It is not a rare occurrence when a co-worker sends an early e-mail stating that he or she will be working from home that day. Thanks to digital tools such as VPNs and video conferencing, the percentage of employees working from home has doubled since 1980. Many employers gladly encourage employees to work from home; however, others remain skeptical of productivity levels and unnecessary interruptions.
Some factors that contribute to your boss’ reluctance to allow you to work from home include: lack of face-to-face communication, distractions, slacking off and no accountability. And those who do work from home have admitted that children, pets, television and errands contribute to the list of distractions. However, an infographic with compiled information from Stanford University states that 44% of employees claim working from home offers less distractions than working from the office.
With that said, the amount of at-home distractions is incomparable to the increase of work-related productivity. According to “Does Working from Home Work?”, a 2012 study by Brown University, working from home can increase worker performance by 12% and substantially increase job satisfaction. Furthermore, employees save a large amount of commuting time by working from home. With this extra time employees are able to relax, spend time with their families and, of course, spend more time working.

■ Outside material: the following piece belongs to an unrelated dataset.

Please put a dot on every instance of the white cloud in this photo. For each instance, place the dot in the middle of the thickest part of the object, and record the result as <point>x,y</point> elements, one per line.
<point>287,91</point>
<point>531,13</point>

As it becomes more common, remember to consider the digital tools that make working from home a seamless transition. For example, VPNs allow workers to connect to the necessary servers to retrieve work files. The secure networks keeps company data protected and even allows remote IT maintenance. Video conferencing also grants at-home employees the opportunity to participate in meetings and remain part of important, relationship-building face-to-face interactions.